Sur les quais hauts, le scénario 2 prévoit deux voies limitées à 30 km/h pour la circulation automobile, une voie en site propre pour un bus à haut niveau de service – celui-ci  relierait la Porte de Saint-Cloud à la Gare de Lyon (avec un retour par la rue de Rivoli) –, deux trottoirs dont un trottoir élargi pour les piétons et les bouquinistes.
 

 
Le Pr Pierre Carli, président du comité régional d’évaluation des conséquences de la fermeture des voies sur berges parisiennes, a notamment déclaré que le comité avait une préférence pour le scénario 1 qui aurait, selon lui, "l’avantage de permettre un écoulement fluide du trafic à la fois en haut et en bas" ainsi qu’une "meilleure cohabitation" des différents modes de transport. Le comité est également "demandeur de périodes tests", a-t-il ajouté.
 
BHNS électrique, parkings relais et ligne 1
 
Valérie Pécresse a ensuite détaillé douze mesures visant à compenser la fermeture des voies sur berge. Parmi elles, on trouve notamment la création d’un bus à haut niveau de service 100% électrique sur les quais hauts (avec un retour par la rue de Rivoli). "Il faut 30 bus électriques pour créer cette ligne", dont le coût est estimé à 30 millions d’euros. L’Etat et la Région financeraient l’infrastructure, tandis que le Stif prendrait en charge l’acquisition du matériel.
 
La présidente de la région-capitale propose également trois nouveaux parkings relais pour un total de 1.000 places supplémentaires. Ils seraient situés à "trois endroits stratégiques" : à la Porte d’Auteuil, la Porte Maillot et la Porte de Bercy. "L’argent est voté dans le budget 2017 de la Région, il suffit que la mairie de Paris donne son autorisation et qu’elle mette à disposition les terrains", a-t-elle complété. 

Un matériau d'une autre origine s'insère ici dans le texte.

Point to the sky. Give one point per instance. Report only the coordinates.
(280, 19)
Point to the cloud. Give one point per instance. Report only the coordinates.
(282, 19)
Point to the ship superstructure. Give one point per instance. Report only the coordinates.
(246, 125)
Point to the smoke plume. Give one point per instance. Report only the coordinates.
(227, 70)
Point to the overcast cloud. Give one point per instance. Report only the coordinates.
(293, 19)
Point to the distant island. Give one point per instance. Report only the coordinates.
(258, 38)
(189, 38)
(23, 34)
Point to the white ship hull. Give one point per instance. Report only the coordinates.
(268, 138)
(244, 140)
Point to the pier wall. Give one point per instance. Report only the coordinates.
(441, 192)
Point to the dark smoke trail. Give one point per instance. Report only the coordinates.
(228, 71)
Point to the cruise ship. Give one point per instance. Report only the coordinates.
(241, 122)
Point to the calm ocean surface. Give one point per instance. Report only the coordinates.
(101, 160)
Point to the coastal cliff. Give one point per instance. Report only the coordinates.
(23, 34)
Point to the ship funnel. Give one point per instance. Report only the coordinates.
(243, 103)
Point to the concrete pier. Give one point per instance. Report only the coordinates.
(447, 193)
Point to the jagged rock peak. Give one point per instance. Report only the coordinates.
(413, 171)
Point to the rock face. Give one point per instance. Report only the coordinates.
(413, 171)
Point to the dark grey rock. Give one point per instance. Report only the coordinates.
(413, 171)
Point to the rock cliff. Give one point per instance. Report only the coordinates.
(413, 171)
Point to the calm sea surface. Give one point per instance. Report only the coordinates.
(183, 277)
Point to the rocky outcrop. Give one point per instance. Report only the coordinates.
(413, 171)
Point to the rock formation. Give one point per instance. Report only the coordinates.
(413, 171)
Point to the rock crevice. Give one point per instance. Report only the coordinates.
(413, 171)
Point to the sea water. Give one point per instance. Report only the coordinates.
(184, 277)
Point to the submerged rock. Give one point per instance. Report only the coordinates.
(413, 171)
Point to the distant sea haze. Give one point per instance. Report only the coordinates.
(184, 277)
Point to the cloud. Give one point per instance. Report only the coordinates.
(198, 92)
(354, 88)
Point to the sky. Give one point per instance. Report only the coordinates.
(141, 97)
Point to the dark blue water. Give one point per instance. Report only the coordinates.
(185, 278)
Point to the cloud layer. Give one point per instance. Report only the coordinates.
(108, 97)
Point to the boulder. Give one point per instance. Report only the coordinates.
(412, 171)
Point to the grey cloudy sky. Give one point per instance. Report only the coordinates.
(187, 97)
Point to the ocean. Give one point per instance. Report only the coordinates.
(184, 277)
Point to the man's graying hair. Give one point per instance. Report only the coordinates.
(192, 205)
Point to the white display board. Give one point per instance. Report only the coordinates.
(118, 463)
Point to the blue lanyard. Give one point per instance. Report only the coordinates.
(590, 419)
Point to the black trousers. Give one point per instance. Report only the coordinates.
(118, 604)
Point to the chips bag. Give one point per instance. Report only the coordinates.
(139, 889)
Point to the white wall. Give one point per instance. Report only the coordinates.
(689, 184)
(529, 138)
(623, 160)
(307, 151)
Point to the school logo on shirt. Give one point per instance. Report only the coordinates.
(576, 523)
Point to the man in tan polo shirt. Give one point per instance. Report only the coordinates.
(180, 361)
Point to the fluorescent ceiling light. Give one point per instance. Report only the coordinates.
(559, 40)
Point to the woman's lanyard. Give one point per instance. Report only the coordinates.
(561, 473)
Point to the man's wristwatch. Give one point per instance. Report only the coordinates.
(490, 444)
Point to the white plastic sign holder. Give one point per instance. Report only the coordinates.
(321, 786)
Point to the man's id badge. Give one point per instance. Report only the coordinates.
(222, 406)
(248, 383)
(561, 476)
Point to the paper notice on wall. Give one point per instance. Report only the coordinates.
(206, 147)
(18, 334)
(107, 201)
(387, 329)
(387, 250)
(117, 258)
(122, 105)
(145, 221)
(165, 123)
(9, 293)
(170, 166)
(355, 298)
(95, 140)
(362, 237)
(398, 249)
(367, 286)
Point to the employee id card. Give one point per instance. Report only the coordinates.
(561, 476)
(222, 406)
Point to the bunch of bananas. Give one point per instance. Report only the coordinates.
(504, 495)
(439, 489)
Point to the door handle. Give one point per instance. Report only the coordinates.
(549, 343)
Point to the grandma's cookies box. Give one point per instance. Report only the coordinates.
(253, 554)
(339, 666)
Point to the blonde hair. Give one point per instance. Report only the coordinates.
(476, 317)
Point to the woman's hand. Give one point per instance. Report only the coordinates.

Une autre mesure concerne ce que la présidente du Stif appelle "la reconquête de la Seine". Une étude du Stif sur un nouveau système de navettes fluviales est en cours et sera dévoilée à la rentrée.
 
Valérie Pécresse souhaite aussi renforcer l’offre de la ligne 1 du métro en journée. Ce qui aurait un coût d'1 million d’euros, mais "le Stif est prêt à [le] prendre en charge". En outre, la présidente de Région fait d’autres propositions, comme la création de carrefours intelligents à Paris, l’optimisation de la circulation des véhicules de services urbains (services de propreté et de livraison) et l’isolation phonique de la route (et des façades).
 
"Ces scénarios seront envoyés, dans les semaines qui viennent, au préfet de Paris, à la Métropole et à la mairie de Paris", indique Valérie Pécresse, qui a demandé au préfet de police de prolonger de trois mois l’expérimentation de la fermeture des voies sur berge  jusqu’à la fin du mois de juin 2017 pour établir un bilan crédible.
 
La période d’expérimentation de la fermeture des quais rive droite doit initialement  se terminer le 26 mars 2017.
 
Un bras de fer "apaisé" ?
 
C'est un “revirement salutaire", a réagi Christophe Najdovski, adjoint parisien EELV chargé des transports, qui dit voir dans ces propositions "une attitude désormais constructive de l'exécutif régional". La présidente LR du conseil régional "sort de l'opposition systématique, elle ne remet plus en cause le projet en lui-même", a-t-il estimé.
 
Il refute cependant quelques propositions de la Région. Remettre les voitures sur les quais bas ? "Ce n'est pas envisageable." Allonger la période d'observation ? "Ville et préfecture se sont engagées pour six mois. Toute manoeuvre pour repousser la décision serait dilatoire." S'il a salué certaines propositions régionales, l'élu écologiste a affirmé qu'elles "rejoignaient très largement celles [qu'ils faisaient] depuis des mois" (navettes fluviales, parcs relais, etc). "Mais améliorons d'abord l'existant", comme le développement du vélo et bus électrique sur les quais 
hauts, a-t-il glissé.

Christophe Najdovski a également salué la proposition régionale de financer la lutte contre le bruit et des "carrefours intelligents" sur les quais hauts. "La réduction du bruit est un point essentiel à nos yeux. Plus nous serons nombreux à nous impliquer, mieux ce sera."